The Black Hero of the Trojan War
For February, in honor of Black History Month, we bring you the great Black hero of the Trojan War, Memnon, King of the Ethiopians. His mother was Eos, Goddess of the Dawn. The Ethiopians occupy a favored place in Homeric epic, where they are a semi-mythical people in whose company the gods enjoy lavish banquets. In Iliad 1.423-426, Zeus cannot help Thetis, mother of Achilles, because he is off visiting the Ethiopians. In Iliad 23.205-207, it is the goddess Iris who must hurry off to an Ethiopian sacrifice and banquet. In Odyssey 1.22-25, Poseidon receives sacrifices from the Ethiopians.

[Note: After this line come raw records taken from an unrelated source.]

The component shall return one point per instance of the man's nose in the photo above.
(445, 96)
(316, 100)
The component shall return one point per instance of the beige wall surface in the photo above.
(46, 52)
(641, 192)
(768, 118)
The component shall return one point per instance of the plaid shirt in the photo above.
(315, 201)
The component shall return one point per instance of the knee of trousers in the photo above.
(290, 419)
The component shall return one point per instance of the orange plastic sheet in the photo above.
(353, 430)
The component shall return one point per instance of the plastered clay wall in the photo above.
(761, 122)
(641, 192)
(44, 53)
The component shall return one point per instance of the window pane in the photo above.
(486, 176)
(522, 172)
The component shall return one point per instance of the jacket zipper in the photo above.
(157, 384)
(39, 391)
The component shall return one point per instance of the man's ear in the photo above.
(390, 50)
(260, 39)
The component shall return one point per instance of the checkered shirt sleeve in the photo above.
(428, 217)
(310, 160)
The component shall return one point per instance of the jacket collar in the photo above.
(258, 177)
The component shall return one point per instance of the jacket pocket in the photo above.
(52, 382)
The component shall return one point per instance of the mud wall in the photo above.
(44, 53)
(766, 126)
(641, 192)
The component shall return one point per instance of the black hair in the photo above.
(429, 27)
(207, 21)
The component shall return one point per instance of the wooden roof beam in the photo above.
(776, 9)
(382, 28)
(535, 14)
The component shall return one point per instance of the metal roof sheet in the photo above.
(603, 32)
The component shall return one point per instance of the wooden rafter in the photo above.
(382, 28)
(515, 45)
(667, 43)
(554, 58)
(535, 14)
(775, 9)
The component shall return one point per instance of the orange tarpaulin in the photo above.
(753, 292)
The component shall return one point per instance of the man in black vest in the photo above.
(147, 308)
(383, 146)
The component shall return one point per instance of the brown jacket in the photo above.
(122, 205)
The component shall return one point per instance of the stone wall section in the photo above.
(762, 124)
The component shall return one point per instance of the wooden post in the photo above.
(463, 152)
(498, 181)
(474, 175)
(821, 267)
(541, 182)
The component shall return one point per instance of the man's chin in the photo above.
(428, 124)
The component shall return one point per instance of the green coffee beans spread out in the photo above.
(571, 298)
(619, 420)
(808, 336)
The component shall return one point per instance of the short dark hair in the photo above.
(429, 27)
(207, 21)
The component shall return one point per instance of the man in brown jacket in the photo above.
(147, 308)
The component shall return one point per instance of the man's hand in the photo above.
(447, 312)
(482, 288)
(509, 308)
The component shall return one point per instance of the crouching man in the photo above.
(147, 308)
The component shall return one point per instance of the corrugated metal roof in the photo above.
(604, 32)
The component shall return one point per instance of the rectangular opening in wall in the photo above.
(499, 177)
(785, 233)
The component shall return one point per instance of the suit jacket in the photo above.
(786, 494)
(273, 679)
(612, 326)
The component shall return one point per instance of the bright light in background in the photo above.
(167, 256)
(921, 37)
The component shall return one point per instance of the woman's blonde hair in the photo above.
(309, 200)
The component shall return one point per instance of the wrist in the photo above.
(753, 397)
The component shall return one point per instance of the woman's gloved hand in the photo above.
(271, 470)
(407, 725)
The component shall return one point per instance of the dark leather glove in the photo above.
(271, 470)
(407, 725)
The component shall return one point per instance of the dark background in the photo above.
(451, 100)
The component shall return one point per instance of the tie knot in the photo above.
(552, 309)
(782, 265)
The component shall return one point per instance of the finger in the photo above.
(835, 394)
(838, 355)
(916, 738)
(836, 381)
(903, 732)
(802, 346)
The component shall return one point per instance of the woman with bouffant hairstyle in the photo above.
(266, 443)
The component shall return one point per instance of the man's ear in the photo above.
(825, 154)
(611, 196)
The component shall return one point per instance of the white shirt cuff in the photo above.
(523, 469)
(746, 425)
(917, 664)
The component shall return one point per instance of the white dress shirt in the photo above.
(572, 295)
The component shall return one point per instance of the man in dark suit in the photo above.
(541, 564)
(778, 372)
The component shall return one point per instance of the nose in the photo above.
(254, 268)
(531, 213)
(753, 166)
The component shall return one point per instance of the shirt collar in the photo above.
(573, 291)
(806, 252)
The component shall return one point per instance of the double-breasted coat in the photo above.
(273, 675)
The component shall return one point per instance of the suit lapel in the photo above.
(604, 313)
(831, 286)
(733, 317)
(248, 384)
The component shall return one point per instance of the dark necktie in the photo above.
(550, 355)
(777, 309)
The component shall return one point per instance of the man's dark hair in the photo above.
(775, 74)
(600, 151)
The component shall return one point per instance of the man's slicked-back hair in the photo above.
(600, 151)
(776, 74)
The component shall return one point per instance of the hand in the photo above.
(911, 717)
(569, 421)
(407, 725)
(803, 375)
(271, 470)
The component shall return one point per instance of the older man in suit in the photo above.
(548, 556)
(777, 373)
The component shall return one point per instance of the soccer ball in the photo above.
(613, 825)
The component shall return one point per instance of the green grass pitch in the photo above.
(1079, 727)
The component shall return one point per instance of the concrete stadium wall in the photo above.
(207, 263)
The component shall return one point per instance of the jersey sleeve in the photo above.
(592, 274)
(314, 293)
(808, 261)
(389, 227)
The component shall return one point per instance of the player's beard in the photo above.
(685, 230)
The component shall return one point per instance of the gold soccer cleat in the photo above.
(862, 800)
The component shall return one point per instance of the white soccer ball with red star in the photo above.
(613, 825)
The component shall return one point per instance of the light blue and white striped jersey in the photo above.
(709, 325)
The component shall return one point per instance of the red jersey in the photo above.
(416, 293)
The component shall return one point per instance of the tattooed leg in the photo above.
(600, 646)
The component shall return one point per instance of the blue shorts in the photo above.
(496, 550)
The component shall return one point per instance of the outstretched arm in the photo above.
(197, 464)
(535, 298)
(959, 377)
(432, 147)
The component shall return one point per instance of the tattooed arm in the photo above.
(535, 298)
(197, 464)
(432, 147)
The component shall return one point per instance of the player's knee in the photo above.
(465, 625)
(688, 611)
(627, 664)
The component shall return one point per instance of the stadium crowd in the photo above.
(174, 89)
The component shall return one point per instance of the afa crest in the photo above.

Memnon does not appear in the Iliad, which does not describe the last desperate period of the war, but ends with the funeral of Hector, slain by the raging Achilles in revenge for his killing of Patroclus. It is only after this that Memnon arrives with his army to support the Trojans. Memnon was, however, featured in other poems of the Epic Cycle, which were prequels and sequels that filled in stories of what happened before and after the war as told in the Iliad and Odyssey. All of these poems are lost, but summaries and excerpts survive in later authors. One poem was, in fact, called the Aithiopis, or the Ethiopian Poem, which narrates events that immediately follow the Iliad. It begins with the arrival of the Amazon Penthesilea, who comes to support the Trojans, but is killed by Achilles. Then Memnon arrives with his army, but he, too, is killed by Achilles. Achilles pursues the Trojans to the gates of Troy, where he is killed by Paris, who is also eventually killed.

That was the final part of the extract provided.